Herr Michael Schalkhaußer ist Diplompsychologe und approbierter Psychologischer Psychotherapeut. Er hat Ende der 60er / Anfang der 70er Jahre in München Psychologie studiert.

In den Gründungsjahren der GVT war er studentisches Mitglied im Vorstand, später Mitglied in der ersten Ausbildungskommission (ASK) und im Redaktionskollektiv der "Mitteilungen der GVT".

Seit 1975 ist er psychologisch-therapeutischer Leiter der Heilpädagogischen Tagesstätte Milbertshofen im Münchner Norden. Er ist Mitbegründer des "Vereins für heilpädagogische Aufgaben e.V.", der für über 140 Kinder und ihre Bezugspersonen in vier Münchner Einrichtungen teilstationäre heilpädagogisch-therapeutische Hilfen integrativ anbietet.

 

Auszug aus dem Interview mit Michael Schalkhaußer:

Wie sind Sie zur Verhaltenstherapie und zur GVT gekommen? In welchem Zusammenhang sind Sie darauf gestoßen? Was war für Sie an der Verhaltenstherapie interessant, was hat sie versprochen und was fanden Sie andererseits problematisch daran?

M. Schalkhaußer: Ich bin Mitglied in einer Münchner studentischen Gruppe gewesen, die sich nach dem Vordiplom der Klinisch-psychologischen Abteilung zugewandt hat. So war das damals in München aufgeteilt. Das Grundstudium bis zum Vordiplom, und dann gab es die klinische Abteilung und diese andere Abteilung, die kurioserweise Angewandte Psychologie hieß. Das war Wirtschaftspsychologie, hieß aber Angewandte. Ich bin in die Klinische Abteilung gegangen, und der Vorstand der Klinischen Abteilung war Albert Görres, Professor Albert Görres, der auch Psychoanalytiker war. Den habe ich damals im Studium näher kennen gelernt.

Es war nicht ganz klar, was sein Motiv als Psychoanalytiker gewesen war, aber er hatte sich Jarg Bergold und Wolfgang Tunner geholt. Tunner hatte in den USA eine Verhaltenstherapie-Ausbildung gemacht, das war für uns ganz faszinierend. Als ich in die Klinische Abteilung kam, war Bergold schon länger da. Heiner Keupp war damals auch noch dort, er hat da sein Diplom gemacht und wurde dann Assistent an der Uni. Aber daher kenne ich ihn auch noch aus den Zeiten.

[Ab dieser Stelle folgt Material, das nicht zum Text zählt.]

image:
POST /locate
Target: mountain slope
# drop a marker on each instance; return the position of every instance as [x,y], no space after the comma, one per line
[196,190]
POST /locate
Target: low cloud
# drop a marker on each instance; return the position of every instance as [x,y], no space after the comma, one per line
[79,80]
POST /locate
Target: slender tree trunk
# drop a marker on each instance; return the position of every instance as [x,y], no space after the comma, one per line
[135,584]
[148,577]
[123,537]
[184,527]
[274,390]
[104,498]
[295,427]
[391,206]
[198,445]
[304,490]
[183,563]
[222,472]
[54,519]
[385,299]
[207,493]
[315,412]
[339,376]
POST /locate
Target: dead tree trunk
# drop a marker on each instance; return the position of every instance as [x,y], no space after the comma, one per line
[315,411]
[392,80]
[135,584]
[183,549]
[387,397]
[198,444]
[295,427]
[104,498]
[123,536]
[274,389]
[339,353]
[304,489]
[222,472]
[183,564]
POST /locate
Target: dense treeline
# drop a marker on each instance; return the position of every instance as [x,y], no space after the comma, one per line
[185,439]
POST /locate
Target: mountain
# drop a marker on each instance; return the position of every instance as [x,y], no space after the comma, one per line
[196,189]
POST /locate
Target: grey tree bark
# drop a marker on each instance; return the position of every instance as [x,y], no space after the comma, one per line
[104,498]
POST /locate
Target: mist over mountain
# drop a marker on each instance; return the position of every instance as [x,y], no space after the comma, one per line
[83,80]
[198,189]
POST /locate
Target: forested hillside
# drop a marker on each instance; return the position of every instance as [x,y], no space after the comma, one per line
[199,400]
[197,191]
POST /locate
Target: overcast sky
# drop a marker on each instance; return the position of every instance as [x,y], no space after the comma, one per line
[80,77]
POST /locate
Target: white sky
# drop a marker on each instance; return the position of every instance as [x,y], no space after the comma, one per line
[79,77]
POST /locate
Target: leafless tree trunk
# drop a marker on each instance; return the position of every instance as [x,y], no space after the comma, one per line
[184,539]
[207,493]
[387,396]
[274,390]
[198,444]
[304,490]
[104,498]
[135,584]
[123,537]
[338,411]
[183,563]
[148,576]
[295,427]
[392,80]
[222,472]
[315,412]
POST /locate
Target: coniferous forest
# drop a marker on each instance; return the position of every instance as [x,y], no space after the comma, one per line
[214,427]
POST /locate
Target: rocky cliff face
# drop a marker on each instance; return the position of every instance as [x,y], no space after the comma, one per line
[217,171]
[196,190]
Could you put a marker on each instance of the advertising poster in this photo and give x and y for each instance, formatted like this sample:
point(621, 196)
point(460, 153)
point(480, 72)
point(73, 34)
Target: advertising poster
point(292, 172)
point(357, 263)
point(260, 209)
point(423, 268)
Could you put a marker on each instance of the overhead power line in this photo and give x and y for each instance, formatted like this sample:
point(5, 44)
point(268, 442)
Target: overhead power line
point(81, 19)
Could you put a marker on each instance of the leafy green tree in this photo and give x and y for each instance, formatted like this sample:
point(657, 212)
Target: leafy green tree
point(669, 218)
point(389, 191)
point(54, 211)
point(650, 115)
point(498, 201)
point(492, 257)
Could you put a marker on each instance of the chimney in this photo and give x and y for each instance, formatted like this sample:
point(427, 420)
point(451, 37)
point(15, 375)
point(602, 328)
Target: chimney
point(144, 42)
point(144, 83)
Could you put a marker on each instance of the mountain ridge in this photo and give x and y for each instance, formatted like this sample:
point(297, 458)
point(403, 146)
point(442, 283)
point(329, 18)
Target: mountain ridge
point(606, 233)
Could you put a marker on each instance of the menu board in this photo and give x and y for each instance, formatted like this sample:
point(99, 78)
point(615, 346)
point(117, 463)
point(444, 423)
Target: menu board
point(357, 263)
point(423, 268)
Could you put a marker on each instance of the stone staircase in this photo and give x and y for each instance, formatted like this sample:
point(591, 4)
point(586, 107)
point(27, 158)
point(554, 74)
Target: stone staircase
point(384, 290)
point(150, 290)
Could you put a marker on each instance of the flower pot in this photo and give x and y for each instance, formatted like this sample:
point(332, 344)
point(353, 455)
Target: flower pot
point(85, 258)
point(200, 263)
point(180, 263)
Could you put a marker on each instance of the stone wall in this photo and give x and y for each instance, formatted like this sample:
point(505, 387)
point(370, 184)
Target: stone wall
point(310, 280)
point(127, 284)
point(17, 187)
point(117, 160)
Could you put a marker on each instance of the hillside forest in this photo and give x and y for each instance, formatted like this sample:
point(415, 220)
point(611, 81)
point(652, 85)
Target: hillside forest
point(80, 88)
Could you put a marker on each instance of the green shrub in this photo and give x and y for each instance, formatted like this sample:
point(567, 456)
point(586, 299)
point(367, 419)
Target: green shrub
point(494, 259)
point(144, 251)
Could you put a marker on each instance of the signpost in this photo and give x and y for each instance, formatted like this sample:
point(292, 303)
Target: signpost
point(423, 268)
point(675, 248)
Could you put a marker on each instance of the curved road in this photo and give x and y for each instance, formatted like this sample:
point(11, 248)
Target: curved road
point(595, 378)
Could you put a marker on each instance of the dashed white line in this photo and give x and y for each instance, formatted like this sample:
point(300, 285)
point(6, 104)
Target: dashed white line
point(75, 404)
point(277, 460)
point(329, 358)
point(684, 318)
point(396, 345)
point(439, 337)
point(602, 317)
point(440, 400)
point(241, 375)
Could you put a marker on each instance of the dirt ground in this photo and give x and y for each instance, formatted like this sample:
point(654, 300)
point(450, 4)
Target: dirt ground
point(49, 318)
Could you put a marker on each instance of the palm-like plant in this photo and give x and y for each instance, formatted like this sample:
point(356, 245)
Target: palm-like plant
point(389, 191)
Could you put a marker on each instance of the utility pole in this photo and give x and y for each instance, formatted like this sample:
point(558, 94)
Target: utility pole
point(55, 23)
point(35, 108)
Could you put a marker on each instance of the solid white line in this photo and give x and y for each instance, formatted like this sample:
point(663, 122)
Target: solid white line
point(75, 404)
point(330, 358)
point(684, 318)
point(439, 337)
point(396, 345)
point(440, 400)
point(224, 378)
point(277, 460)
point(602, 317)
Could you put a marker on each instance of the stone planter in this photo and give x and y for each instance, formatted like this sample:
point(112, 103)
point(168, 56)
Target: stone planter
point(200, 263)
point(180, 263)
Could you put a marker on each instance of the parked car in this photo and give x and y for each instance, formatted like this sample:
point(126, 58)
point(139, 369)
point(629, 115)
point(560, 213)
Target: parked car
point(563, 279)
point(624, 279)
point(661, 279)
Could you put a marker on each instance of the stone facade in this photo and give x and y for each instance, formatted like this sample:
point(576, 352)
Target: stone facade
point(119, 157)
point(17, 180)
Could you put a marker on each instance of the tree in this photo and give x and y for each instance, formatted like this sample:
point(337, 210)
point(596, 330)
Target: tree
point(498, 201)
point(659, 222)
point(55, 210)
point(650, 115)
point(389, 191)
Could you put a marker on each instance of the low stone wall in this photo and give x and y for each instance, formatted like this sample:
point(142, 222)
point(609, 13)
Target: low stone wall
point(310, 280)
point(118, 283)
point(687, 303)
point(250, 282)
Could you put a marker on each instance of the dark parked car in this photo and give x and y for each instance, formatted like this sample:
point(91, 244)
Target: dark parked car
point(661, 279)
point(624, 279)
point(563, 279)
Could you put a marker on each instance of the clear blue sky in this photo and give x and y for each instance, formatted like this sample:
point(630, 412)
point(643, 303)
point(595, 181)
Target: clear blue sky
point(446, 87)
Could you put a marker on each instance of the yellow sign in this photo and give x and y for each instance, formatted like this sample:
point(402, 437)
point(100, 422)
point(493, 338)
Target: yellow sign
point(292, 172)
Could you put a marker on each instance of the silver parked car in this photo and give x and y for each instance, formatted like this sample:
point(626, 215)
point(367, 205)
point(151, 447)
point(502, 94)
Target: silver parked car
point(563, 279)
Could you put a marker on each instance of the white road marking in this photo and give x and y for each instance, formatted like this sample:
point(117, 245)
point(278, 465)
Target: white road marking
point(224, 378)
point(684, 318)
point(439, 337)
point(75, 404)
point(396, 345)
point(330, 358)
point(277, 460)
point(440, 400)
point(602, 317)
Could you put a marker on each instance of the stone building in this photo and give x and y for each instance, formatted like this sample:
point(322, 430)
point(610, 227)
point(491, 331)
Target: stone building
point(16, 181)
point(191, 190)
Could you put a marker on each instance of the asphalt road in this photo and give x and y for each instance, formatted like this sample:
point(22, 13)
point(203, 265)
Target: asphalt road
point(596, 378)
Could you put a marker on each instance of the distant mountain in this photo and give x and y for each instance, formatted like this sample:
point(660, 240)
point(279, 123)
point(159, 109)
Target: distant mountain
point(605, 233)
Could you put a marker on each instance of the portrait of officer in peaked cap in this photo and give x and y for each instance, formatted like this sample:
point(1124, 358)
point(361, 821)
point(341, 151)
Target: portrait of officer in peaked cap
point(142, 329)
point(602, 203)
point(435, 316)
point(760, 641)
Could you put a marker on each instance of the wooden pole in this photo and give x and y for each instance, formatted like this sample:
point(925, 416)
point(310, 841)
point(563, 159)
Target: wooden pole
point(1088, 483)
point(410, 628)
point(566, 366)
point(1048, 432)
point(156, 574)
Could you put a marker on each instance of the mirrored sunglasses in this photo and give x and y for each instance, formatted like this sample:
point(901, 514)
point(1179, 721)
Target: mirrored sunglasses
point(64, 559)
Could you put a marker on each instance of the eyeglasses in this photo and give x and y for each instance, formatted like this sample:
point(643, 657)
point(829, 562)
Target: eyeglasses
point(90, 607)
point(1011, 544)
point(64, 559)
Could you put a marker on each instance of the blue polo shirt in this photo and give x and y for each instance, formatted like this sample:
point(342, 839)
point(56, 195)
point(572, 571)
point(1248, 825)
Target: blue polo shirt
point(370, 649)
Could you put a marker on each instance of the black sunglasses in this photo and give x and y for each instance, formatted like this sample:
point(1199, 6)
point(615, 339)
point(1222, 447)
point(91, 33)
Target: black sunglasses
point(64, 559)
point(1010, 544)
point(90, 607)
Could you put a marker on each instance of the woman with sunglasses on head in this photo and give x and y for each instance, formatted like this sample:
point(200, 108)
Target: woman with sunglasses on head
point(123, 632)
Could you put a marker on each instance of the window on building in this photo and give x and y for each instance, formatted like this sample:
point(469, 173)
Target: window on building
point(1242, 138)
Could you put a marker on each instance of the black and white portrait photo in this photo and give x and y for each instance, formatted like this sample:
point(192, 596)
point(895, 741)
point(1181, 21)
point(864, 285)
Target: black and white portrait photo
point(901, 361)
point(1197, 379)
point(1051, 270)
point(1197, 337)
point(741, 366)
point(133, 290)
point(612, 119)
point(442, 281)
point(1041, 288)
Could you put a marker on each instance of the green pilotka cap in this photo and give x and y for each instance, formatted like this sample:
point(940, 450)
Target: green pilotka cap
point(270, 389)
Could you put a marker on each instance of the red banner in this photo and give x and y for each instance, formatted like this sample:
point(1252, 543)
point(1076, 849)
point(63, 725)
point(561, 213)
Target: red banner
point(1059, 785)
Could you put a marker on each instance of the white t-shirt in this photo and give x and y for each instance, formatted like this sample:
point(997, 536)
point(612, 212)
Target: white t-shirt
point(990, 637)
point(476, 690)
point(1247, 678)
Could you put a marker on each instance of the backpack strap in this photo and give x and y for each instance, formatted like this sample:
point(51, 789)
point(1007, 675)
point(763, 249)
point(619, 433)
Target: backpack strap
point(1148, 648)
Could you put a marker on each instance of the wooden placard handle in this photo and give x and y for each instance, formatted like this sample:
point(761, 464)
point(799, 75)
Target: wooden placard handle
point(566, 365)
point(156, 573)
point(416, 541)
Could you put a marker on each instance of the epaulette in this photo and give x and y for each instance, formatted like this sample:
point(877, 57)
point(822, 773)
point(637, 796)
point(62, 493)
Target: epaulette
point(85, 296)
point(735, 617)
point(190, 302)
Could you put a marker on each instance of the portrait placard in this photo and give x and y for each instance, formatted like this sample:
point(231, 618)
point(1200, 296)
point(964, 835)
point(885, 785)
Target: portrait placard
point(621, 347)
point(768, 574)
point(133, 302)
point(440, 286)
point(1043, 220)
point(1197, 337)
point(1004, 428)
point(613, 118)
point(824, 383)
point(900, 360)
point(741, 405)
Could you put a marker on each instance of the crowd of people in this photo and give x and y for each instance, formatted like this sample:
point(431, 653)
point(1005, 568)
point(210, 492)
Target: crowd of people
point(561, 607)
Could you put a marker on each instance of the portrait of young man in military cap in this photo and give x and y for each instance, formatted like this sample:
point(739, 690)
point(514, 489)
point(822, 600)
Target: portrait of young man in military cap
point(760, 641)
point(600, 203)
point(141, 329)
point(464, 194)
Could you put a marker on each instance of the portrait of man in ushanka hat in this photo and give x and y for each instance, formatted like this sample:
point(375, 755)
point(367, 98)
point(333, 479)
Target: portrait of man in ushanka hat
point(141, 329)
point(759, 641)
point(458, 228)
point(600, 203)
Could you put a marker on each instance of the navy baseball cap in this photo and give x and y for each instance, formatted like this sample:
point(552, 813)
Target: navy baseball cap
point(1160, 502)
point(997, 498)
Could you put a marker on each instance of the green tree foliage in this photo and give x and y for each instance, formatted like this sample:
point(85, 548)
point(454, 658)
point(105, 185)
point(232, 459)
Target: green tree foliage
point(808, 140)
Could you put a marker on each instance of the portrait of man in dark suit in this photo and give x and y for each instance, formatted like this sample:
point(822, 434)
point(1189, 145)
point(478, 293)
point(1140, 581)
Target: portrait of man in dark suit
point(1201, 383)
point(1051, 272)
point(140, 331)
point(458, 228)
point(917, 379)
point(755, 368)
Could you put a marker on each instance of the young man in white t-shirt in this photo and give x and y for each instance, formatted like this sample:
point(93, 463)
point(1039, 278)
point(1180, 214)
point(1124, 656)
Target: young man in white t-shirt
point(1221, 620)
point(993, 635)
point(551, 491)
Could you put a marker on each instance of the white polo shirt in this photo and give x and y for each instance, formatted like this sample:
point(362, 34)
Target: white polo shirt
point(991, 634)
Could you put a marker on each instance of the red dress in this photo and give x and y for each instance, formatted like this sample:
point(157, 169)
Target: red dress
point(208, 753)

Auf jeden Fall gab es auch schon die GVT, und Ende der 60er Jahre war auch die Zeit, in der die Hochschulrahmengesetzgebung ganz neu diskutiert wurde.

Einerseits wurden wir damals immer unzufriedener mit dieser Ausbildung an der Klinischen Abteilung. Es war sehr spannend, dass Professor Görres sich da eine verhaltenstherapeutische Assistentenschaft im einen Eck angeschafft hatte, das andere Eck war ja sowieso psychoanalytisch orientiert. Und in dieser Kontroverse war es eben so, dass die, die diese lerntheoretische Richtung vertreten haben, für uns viel einleuchtender argumentiert haben. Das erschien uns auch sehr viel praktischer. Plötzlich konnte man dieses tun, jenes tun, analysieren, Schemata machen, überlegen, welche Pläne man anwenden wollte. Während die anderen ihre Tätigkeit immer zum Kunstwerk erklärt haben. Das war für uns sehr dubios, sagen wir es mal so. Es war ganz schnell so, dass die Mehrheit der Studenten, die auch hochschulpolitisch engagiert waren und in der Klinischen Abteilung studierten, auf diese lerntheoretische Seite tendierte.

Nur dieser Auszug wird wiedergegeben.